In Fires of Hatred, Naimark mentions, “…the Soviet state sought to mobilize its citizens and, at the same time, to control them” (Naimark, 85). From chapters 1-3 that was also a centralizing theme which was maintaining these groups of individuals and ultimately do what they saw as a punishment for their ways of being. Throughout our class readings in Gallagher’s Rethinking the Color Line, we addressed a lot on how race is socially constructed and how we define what race is from history, the media, etc. This piggy backs Fires of Hatred because the many countries that participated in this ethnic cleansing defined how the Armenians, Jews, etc. would be mobilizing these individuals and how they would take control.

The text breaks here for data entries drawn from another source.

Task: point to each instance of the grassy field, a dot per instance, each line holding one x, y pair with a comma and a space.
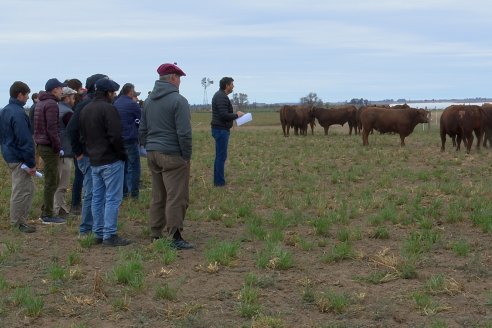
314, 231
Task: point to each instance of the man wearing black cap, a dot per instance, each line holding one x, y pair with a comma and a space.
222, 117
165, 131
100, 133
130, 114
73, 131
49, 146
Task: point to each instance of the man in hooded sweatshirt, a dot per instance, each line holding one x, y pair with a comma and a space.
165, 131
48, 143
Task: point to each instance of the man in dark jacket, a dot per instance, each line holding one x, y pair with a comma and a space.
81, 156
130, 114
18, 149
65, 161
49, 146
100, 133
165, 131
222, 117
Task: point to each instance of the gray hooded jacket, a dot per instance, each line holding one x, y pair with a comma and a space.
166, 121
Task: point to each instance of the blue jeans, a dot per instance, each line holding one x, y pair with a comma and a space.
107, 193
78, 180
221, 141
85, 167
131, 186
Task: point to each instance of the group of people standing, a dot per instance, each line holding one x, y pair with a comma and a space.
103, 135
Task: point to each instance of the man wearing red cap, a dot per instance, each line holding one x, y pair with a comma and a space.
165, 131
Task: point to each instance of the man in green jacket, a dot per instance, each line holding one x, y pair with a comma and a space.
165, 131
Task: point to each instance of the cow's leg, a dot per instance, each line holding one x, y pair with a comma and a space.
479, 135
365, 137
402, 138
469, 142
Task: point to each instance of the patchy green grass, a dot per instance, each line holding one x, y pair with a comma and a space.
222, 252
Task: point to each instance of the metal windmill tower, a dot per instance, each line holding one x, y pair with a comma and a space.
206, 82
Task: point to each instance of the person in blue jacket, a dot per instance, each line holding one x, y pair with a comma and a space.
18, 152
222, 119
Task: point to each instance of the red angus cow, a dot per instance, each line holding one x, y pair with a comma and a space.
487, 123
459, 122
448, 124
384, 120
338, 115
297, 117
287, 116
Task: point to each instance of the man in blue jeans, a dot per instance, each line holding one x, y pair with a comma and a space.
130, 115
82, 158
222, 117
100, 132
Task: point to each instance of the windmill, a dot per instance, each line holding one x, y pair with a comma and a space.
206, 82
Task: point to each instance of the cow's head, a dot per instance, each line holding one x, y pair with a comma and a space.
423, 116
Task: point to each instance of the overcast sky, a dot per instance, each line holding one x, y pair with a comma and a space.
276, 50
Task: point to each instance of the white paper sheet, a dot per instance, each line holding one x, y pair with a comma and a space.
244, 119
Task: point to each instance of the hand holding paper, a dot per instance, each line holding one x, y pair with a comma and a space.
244, 119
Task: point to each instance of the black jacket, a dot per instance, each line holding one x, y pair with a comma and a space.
73, 127
222, 112
100, 132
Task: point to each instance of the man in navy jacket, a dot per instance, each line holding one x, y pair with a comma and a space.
18, 149
130, 114
222, 119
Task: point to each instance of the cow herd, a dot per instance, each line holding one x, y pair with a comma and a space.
457, 121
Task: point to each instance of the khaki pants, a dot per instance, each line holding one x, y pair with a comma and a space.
170, 192
22, 194
50, 159
64, 168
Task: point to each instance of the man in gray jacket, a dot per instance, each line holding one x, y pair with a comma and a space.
165, 131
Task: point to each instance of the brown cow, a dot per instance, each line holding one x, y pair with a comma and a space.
297, 117
337, 115
401, 121
459, 122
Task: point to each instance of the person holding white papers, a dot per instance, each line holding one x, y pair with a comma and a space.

Despite the need to wipe out these groups of people, deportation played a huge role during these ethnic cleansings as they do today. Chapters 1-3 in Fires of Hatred establishes how they deported these groups to other countries to further quicken the pace of taking them away from the countries they were originally at. The things that have happened through genocide/ethnic cleansing have impacted our world today in a sense that here in the United States, there is initiative to send people like Mexicans back to the countries they are originally from. In comparison to Naimark’s book, they are pretty much uprooting these individuals, their cultures, ways of living, etc. out of the United States and restoring it to the way it should be.
Through Naimark’s book and what we acknowledge in our classroom opens my mind to a whole new world I wasn't much aware of. We are aware of what went on in the past and have the resources that acknowledge it all, but we still repeat it somewhere around the world. Whether or not we go about differently, these genocides/ethnic cleansings have affected the ways of how the world works today. We establish this ideology of who should stay and who should go and do what we can to make it happen, close to a mindset of “any means necessary.” We continue to build upon situations of the past and just watch what goes by just as the world witnessed these wipe-outs.